Model¶

The Cubist model class (cubist.Cubist or cubist.cubist.Cubist) has eleven parameters and eleven attributes available. Their use is demonstrated below and the class is documented in the API Docs.

A simple use of Cubist with no added configuration is as follows:

>>> from sklearn.datasets import load_iris
>>> from sklearn.model_selection import train_test_split
>>> from cubist import Cubist
>>> X, y = load_iris(return_X_y=True, as_frame=True)
>>> X_train, X_test, y_train, y_test = train_test_split(X, y,
...                                                     random_state=42,
...                                                     test_size=0.05)
>>> model = Cubist()
>>> model.fit(X_train, y_train)
Cubist()
>>> model.score(X_train, y_train)
0.9656775005204449
>>> model.score(X_test, y_test)
0.9955073453292975

Parameters¶

These are the values passed to the model at initialization.

Display Options¶

These parameters configure and enable printing Cubist’s model report.

target_label¶

The printed result includes a name for the target/output (y) value. The target_label parameter can be changed to something other than the default of outcome.

verbose¶

The verbose parameter indicates whether Cubist should print the generated model, summary, and training performance to the console. Either an integer or Python boolean is accepted.

Model Construction¶

These parameters control the model structure.

n_rules¶

Varying the n_rules parameter changes the maximum number of rules Cubist will generate for a model. Recall the definition of a rule from the Introduction.

n_committees¶

Varying the n_committees parameter changes the number of models (called committees) Cubist will generate.
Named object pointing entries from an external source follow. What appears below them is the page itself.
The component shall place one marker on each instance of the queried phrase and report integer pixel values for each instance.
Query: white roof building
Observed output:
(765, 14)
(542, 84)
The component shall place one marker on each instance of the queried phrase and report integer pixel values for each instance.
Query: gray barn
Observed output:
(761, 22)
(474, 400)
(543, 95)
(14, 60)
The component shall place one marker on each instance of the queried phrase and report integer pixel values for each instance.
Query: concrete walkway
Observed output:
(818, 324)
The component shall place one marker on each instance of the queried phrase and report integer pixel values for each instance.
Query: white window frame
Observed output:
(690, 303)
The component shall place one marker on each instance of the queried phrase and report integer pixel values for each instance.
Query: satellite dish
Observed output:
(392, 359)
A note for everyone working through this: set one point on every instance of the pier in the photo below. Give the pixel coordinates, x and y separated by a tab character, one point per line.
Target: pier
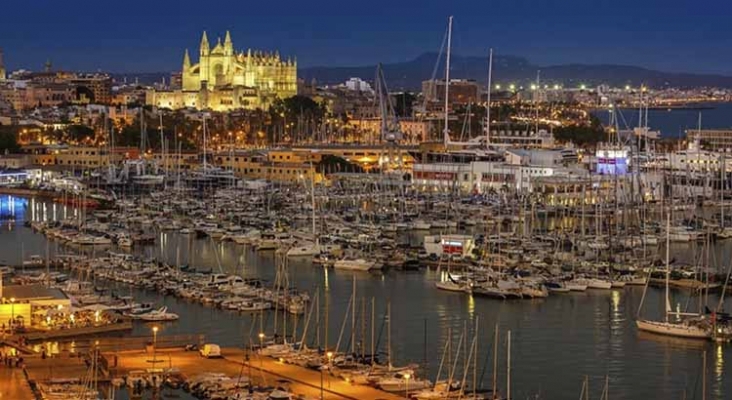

Recall the definition of a committee from the Introduction.

neighbors¶

Varying the neighbors parameter changes the number of nearest neighbors Cubist will use to correct the rule-based prediction. Using this feature may improve accuracy at the cost of interpretability as the linear models won’t be completely followed. Additionally the training dataset will be cached in the model to support future predictions.

unbiased¶

Toggling unbiased determines whether to allow the mean predicted value for the training cases covered by a rule to differ from their mean value. The default is to minimize the average absolute error.

extrapolation¶

Varying the extrapolation parameter changes the percentage outside of the output values seen in the training dataset to which Cubist can extrapolate.

Alternative Modes¶

These parameters control the mode in which the model is being used. The standard behavior is to train the model given the model tuning settings or their respective defaults.

auto¶

Cubist can be allowed to determine whether to introduce instance-based corrections with a composite model by leaving neighbors unset and setting auto=True. This feature may increase training time and may produce a warning with regards to Cubist’s recommendation. This can be effective as an initial experiment to consider the benefits of a composite model.

sample¶

When training on a large dataset, Cubist can subsample from the training dataset with the training percentage set by the sample parameter.

cv¶

random_state¶

Setting a value for random_state sets the random seed for Cubist to enable repeatable cross-validation and sampling.